Under such difficult conditions, Author Bernard Malamud, 69, has been racing himself for a long time. In 31 years he has published seven novels, including The Natural (1952) and The Fixer (1966), interspersed with four volumes of short fiction. The Stories of Bernard Malamud includes 23 pieces selected by the author from these past assemblages, plus two previously uncollected stories. The book not only offers substantial evidence that Malamud's stories are better than his novels; it makes the distinction seem irrelevant. In sufficient concentration, small objects achieve critical mass, enough fast victories add up to a triumphant long haul.
Malamud's world reveals itself bit by bit: a place of stony certainties and infrangible laws, brightened occasionally by enclaves of unexpected magic. Those who live here are predominantly poor, oppressed by hard work. Most are men without women. More than half the heroes in these stories are bachelors or widowers. There are also a few male characters for whom marital status hardly matters: a talking horse named Abramowitz, a bedraggled black bird who claims he is Jewish and calls himself Schwartz. The main character in a story called The Model speaks for most of Malamud's men: "Is there nothing more to my life than it is now? Is this all that is left to me?"
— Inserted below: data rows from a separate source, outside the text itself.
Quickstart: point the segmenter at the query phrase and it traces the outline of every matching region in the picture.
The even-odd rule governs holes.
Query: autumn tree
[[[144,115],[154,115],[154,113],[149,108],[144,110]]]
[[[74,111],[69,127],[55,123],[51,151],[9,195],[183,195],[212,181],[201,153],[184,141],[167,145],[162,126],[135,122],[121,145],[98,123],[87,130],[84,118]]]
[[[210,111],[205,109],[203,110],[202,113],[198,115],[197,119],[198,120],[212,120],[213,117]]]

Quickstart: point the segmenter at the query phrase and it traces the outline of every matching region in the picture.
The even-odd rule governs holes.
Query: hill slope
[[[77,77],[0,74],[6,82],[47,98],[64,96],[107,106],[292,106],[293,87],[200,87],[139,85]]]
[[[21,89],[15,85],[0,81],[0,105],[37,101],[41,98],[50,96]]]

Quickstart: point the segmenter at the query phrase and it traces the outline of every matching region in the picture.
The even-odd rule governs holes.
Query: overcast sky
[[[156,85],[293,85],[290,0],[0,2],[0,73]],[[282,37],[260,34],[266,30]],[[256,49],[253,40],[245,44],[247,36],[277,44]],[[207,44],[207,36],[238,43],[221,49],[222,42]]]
These people must bear Old Testament burdens, punished not just by life but by the suspicion that they somehow deserve all the troubles heaped upon them. In The Mourners, a sick old man faces eviction from his fifth-floor tenement room. He sits huddled on his floor: "How, in so short a life, could a man do so much wrong?" Advancing years do not bring with them the comforts and support of progeny; there are enough ungrateful daughters here to stock several road companies of King Lear, and sons are equally unfeeling.